На базаре встретил Настю. Она сама подошла ко мне. Было видно, что рада встрече. Как она хорошеет с каждым днем!»
Следователь отодвинул дневник, из ящика стола достал папиросу, закурил. Потом взял дневник в руки, повернул так, что луч солнца упал на страницу, и крикнул:
— Знаменский!
Вошел молодой человек.
Следователь показал на раскрытый дневник, произнес одно только слово:
— Молоко!
Знаменский взял дневник и вышел. Полчаса спустя он вернулся и положил тетрадь перед следователем.
Тот взглянул.
— Хорошо, оч-чень хорошо! Можешь идти. Следователь снова углубился в чтение.
Он читал те же страницы, но теперь между строк проступали другие слова, написанные молоком и проявленные Знаменским.
Под 5 мая между строк о красивой гимназистке было написано:
«Появился новый способ тайнописи — молоком. Научил Р. Читал написанное по-марийски воззвание Ардаша. Размножили в… п… е, распространяли среди крестьян, приехавших на базар. Эмаш рассылал воззвания в конвертах, на которых были штампы страхового общества. У Н. произвели обыск (выдал Журавлев). Наш. ли оставшиеся воззвания на чердаке. Н. посадили, но за недостатком улик выпустили».
Следователь подчеркнул это место в дневнике и, пропустив несколько страниц, дошел до описания правил хорошего тона. Там между строк было написано:
«Маевку провели на другом месте, неподалеку от озера. Меня хвалили за хорошее выступление… После ареста Поповой книги получать стало труднее. Две брошюры Н. Ильина привез человек, приехавший из II. Читали, собравшись в п…е, дело дошло до спора, эсеры даже полезли в драку, кое-как разняли… Яик Ардаш живет как ссыльно-поселенец возле Минусинска, неподалеку от той деревни, в которой жил Ильин-Ленин. У нас для оказания помощи пострадавшим от землетрясения в Семиреченской волости был устроен благотворительный бал и концерт. Половину вырученных денег послали Ардашу и его товарищам, отчет лежит в п…е»..
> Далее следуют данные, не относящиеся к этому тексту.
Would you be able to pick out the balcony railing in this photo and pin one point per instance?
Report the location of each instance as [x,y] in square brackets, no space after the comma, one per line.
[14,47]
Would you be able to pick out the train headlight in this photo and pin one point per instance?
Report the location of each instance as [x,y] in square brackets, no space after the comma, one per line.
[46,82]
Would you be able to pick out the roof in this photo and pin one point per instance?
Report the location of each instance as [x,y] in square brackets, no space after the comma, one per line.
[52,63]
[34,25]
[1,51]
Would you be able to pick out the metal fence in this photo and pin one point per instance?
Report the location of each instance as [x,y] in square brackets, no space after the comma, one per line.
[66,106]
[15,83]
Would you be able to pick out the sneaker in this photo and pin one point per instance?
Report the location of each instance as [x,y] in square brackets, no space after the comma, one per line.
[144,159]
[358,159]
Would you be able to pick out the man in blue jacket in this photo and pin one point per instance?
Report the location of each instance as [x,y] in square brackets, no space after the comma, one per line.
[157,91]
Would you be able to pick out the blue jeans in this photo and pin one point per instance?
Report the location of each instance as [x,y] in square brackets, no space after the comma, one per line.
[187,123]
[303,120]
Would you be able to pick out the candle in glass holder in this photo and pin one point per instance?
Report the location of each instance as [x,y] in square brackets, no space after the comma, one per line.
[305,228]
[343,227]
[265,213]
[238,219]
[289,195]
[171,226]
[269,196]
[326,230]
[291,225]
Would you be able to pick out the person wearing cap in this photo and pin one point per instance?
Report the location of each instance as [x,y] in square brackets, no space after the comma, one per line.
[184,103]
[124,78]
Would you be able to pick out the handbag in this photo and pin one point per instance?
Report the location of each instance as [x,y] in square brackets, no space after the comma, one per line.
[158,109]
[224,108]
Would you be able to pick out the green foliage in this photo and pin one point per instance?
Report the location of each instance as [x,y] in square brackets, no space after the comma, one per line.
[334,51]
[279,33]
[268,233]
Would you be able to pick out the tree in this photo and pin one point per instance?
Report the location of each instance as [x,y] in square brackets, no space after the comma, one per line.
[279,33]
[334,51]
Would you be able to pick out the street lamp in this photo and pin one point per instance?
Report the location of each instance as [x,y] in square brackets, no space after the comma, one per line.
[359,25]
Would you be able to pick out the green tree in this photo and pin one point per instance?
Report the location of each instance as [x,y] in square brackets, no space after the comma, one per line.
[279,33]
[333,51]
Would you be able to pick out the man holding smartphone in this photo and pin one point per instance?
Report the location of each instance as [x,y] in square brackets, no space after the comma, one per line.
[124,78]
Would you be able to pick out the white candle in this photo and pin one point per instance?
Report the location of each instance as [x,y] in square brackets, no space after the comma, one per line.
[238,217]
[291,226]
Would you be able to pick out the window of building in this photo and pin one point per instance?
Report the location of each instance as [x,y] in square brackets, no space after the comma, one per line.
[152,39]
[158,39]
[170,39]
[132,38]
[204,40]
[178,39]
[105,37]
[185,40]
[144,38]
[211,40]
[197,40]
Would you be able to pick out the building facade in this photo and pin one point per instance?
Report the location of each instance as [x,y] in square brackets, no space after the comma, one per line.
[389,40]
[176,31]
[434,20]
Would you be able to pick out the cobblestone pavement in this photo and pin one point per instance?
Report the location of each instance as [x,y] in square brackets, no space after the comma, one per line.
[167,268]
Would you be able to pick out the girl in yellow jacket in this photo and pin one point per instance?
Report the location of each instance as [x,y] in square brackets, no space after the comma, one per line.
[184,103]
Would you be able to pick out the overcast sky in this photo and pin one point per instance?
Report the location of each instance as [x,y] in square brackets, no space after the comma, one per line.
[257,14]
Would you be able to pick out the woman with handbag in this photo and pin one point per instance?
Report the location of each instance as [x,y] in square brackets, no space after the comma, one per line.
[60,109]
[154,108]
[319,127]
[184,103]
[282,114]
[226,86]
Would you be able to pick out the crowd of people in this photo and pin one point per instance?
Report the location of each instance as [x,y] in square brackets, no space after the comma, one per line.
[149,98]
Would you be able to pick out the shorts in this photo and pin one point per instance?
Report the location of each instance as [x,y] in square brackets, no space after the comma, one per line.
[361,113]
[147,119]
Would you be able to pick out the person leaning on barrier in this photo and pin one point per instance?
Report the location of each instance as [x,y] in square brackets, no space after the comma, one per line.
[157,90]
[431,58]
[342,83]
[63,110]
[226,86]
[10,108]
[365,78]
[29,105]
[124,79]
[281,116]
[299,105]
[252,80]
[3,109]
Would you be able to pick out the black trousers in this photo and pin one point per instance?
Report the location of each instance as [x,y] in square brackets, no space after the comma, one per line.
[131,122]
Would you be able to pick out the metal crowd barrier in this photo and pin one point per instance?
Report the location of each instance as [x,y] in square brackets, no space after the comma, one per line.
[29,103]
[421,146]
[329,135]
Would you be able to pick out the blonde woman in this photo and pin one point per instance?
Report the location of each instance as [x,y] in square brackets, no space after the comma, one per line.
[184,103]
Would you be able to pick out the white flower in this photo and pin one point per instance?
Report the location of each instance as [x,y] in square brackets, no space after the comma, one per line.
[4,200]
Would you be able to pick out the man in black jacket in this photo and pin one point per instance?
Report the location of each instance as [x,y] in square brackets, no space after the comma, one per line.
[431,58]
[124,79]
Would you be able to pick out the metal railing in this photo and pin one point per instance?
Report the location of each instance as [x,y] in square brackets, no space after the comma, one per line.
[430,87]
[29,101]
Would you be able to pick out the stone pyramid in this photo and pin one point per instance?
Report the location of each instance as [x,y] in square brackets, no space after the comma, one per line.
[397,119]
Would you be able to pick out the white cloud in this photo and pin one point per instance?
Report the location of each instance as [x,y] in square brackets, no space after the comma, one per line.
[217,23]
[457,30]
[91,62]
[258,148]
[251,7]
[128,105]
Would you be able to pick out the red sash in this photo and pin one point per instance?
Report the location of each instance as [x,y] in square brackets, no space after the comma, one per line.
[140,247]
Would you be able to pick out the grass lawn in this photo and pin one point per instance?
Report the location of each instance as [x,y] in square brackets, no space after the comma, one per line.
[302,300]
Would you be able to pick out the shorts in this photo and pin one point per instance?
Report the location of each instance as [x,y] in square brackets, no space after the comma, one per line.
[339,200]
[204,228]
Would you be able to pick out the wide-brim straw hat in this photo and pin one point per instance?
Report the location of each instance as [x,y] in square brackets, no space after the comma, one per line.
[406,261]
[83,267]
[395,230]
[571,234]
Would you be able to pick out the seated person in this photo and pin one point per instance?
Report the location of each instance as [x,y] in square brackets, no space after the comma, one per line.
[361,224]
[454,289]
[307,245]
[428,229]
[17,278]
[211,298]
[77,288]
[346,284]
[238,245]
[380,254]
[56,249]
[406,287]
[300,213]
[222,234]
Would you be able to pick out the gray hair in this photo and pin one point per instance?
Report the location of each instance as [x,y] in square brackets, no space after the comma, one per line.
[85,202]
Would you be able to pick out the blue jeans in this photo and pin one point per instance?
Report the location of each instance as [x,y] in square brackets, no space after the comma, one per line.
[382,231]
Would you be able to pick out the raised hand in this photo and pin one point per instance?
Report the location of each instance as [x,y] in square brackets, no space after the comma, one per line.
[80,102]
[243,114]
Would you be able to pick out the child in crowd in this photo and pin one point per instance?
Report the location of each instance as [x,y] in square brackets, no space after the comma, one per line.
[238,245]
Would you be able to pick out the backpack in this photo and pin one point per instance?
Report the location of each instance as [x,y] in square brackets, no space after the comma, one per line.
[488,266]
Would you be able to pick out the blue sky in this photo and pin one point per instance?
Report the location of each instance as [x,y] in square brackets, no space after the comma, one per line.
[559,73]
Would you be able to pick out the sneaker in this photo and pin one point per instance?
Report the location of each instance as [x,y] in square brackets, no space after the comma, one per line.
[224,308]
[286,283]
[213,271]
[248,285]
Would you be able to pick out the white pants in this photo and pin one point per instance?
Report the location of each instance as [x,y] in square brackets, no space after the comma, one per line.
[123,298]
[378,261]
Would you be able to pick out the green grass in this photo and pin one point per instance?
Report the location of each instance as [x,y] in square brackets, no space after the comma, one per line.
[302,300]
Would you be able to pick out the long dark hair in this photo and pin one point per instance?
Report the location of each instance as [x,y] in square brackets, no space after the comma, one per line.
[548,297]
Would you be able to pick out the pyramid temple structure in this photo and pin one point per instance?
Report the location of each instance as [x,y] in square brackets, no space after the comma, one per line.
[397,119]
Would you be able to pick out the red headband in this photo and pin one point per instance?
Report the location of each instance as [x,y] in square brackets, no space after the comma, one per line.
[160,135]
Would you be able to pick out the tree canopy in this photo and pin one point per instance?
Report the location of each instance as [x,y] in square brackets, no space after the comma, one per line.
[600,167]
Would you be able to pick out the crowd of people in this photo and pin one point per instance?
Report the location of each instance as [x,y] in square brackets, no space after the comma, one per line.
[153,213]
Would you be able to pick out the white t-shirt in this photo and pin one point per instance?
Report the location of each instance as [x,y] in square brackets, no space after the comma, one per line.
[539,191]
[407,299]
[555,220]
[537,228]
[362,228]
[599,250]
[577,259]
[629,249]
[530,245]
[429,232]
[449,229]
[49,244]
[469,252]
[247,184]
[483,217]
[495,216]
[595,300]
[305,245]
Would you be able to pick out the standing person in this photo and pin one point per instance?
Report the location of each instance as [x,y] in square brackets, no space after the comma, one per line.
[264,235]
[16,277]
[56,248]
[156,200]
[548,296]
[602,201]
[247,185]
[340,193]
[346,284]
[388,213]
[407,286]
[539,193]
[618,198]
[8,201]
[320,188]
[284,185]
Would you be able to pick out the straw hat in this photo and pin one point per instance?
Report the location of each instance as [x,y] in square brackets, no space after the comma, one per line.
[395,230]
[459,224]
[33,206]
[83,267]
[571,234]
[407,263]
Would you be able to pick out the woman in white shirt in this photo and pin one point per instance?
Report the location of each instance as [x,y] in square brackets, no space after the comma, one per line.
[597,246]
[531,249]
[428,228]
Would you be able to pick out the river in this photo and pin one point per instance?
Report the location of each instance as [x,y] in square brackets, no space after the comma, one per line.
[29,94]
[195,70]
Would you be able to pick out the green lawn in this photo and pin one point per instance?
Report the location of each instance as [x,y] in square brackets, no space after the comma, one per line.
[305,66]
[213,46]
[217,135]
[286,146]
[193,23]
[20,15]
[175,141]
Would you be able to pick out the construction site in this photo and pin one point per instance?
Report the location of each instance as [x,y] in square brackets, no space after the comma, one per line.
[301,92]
Следователь обвел карандашом эти таинственные «п…е», стукнул по столу тупым концом карандаша и задумался. Потом нажал кнопку на столе, в соседней комнате раздался звонок, пришел помощник следователя.
— Как ты думаешь, что это может означать — прочти отчеркнутые места повнимательнее, — спросил следователь.
— П…е… П…е… Надо подумать.
— Думай, расспрашивай, переоденься в штатское, сходи в семинарию, завтра к полудню мне нужно знать, что это значит. Можешь идти!
Он снова нажал на кнопку, на этот раз в дверях появился солдат. Он встал по стойке смирно, но не успел произвести «Что прикажете?», как следователь сказал:
— Веди арестованного!
В скором времени в кабинет следователя ввели Аланова. Начался допрос…
В это самое время Матвей Матвеевич Эликов сидел в читальном зале петербургской публичной библиотеки. Перед ним на столе были разложены книги по этнографии удмуртов, марийцев и мордвы. Во многие из них вложены закладки — отмечены места, предназначенные для повторного чтения. Края одних закладок загнулись в одну сторону, других — в другую, и они кажутся разноцветными праздничными флажками.
Мысли Эликова растрепаны, подобно этим закладкам. Уж который день сидит он над книгами, но не может сосредоточиться, выделить основное, отбросить мелочи и начать, наконец, статью.
Он думает о полученном на прошлой неделе письме от тестя из Комы. Он писал, что к нему приходили боярсолинские марийцы с требованием: пусть, мол, твой зять похлопочет о людях, из-за него попавших на ка-, торгу, мол, если бы он не приехал тогда в Боярсолу, то не пролилось бы столько слез, люди не пошли бы в Сибирь, мол, зять живет возле царя, человек ученый, все порядки знает, пусть поможет… Они, оказывается, еще в прошлом году написали в Петербург прошение, но ответа до сих пор так и не получили. Тесть рассердился, прогнал мужиков взашей, те ушли, но пригрозили отомстить. Старик напугался и скорее написал зятю.